Mas, Dolores sempre foi o meu ponto de apoio, uma sacerdotiza da canção de amor, pois, como ela, eu quero também alegria de um barco voltando, ou a ternura de mãos se encontrando. São sentimentos humanamente necessários para vencer as incertezas desse momento de muitos desamores, a reclamar um novo Século das Luzes, despertando-nos para uma outra dimensão humanista, sem fundamentalismo ideológico.
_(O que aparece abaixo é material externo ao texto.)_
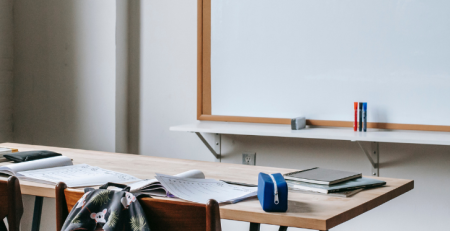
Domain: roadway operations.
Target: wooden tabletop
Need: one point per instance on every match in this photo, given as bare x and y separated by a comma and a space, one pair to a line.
309, 211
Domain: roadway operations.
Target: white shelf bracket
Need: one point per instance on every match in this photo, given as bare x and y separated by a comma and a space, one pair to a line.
216, 148
373, 156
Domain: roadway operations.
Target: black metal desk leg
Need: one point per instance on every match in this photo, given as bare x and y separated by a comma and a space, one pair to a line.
254, 226
37, 213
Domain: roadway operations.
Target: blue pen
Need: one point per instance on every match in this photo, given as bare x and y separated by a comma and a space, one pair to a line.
365, 116
360, 116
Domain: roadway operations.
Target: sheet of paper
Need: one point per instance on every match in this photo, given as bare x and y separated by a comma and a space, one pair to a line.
201, 190
51, 162
76, 176
144, 183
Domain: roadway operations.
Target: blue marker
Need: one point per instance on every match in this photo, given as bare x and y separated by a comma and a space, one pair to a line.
365, 116
360, 116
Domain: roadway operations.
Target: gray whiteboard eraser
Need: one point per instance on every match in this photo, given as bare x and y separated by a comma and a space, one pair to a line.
298, 123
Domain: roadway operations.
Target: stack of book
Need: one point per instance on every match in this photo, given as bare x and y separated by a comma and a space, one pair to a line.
331, 182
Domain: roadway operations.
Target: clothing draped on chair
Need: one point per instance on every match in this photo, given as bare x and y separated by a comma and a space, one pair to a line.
110, 210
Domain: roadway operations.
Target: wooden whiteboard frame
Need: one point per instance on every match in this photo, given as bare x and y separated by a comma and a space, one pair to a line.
204, 111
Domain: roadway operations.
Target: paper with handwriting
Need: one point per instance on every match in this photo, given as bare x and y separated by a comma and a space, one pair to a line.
201, 190
79, 175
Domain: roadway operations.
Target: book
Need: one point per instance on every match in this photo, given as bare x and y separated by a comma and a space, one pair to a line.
201, 190
80, 175
154, 188
343, 194
13, 169
321, 176
60, 169
357, 183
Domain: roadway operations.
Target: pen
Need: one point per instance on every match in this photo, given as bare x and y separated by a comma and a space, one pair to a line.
355, 124
360, 116
239, 183
365, 116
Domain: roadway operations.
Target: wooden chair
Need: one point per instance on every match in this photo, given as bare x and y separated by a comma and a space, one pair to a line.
11, 205
162, 214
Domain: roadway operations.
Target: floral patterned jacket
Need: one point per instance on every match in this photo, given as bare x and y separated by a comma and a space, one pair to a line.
103, 209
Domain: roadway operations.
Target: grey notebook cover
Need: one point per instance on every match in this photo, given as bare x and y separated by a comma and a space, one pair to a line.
348, 185
318, 175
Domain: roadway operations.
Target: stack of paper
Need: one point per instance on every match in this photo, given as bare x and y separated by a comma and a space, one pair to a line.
202, 190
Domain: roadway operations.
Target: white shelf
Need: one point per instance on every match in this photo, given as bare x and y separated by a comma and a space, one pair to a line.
328, 133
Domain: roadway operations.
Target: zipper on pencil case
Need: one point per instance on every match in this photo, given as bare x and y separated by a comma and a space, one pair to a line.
276, 201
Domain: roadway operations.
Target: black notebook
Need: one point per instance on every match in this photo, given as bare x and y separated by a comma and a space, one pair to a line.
321, 176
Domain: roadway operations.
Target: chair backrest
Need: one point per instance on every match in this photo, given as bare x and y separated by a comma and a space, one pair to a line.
162, 214
11, 205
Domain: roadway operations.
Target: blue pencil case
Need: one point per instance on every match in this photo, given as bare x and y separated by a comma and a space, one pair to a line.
272, 192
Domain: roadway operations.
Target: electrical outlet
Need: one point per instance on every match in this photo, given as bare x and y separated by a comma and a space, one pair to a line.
249, 158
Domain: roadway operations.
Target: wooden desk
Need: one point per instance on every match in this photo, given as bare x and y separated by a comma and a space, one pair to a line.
305, 210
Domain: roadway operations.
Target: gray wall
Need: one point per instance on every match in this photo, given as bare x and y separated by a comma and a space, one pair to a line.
73, 105
65, 73
6, 69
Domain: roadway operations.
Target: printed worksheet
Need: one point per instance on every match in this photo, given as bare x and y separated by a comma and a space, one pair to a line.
201, 190
79, 175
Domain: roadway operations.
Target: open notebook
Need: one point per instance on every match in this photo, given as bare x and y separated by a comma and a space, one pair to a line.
154, 188
192, 186
60, 169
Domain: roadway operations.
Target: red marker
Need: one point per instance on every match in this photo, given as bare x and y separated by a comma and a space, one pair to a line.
355, 125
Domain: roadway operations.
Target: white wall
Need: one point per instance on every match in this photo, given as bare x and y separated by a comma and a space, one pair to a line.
65, 73
168, 97
6, 69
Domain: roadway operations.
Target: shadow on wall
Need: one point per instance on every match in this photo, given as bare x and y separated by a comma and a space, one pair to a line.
66, 81
45, 73
134, 76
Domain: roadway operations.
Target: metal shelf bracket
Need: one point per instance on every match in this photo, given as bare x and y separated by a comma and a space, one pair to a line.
216, 148
373, 156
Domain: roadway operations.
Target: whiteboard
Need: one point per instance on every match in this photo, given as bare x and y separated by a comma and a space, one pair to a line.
314, 58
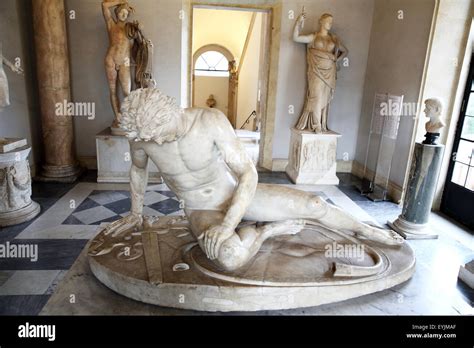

Por enquanto, em que pesem as mensagens poéticas e de amor de Dolores Duran, as notícias que nos chegam, não são as mais alentadoras. Vejamos: a primeira-dama Bia Doria, que vim a saber que é a festejada primeira-dama de São Paulo, e que ainda preside um órgão denominada de Fundo Social de São Paulo, numa entrevista que foi publicada em redes sociais, referindo-se à ajuda a ser dada aos moradores de rua, declarou que “...dos projetos sociais, algo muito importante. As pessoas que estão na rua... Não é correto você chegar lá na rua e dar marmita, porque a pessoa tem que se conscientizar de que ela tem que sair da rua. A rua hoje é um atrativo, a pessoa gosta de ficar na rua.” E acrescenta mais esta eloqüente preciosidade de papo de dondocas: "Não querem. A pessoa quer receber comida, roupa, uma ajuda, e não quer nenhuma responsabilidade. Isso está muito errado. Se a gente quer viver em um país..." E tascou outros acusações contra os “irresponsáveis” moradores de rua, até porque, penso, não pagam impostos e só dão trabalho. Não fazem jus às milionárias isenções fiscais. Então, pra que alimentar esses irresponsáveis, que não prestam nem pra ser empreendedor, a atividade capitalista moderninha.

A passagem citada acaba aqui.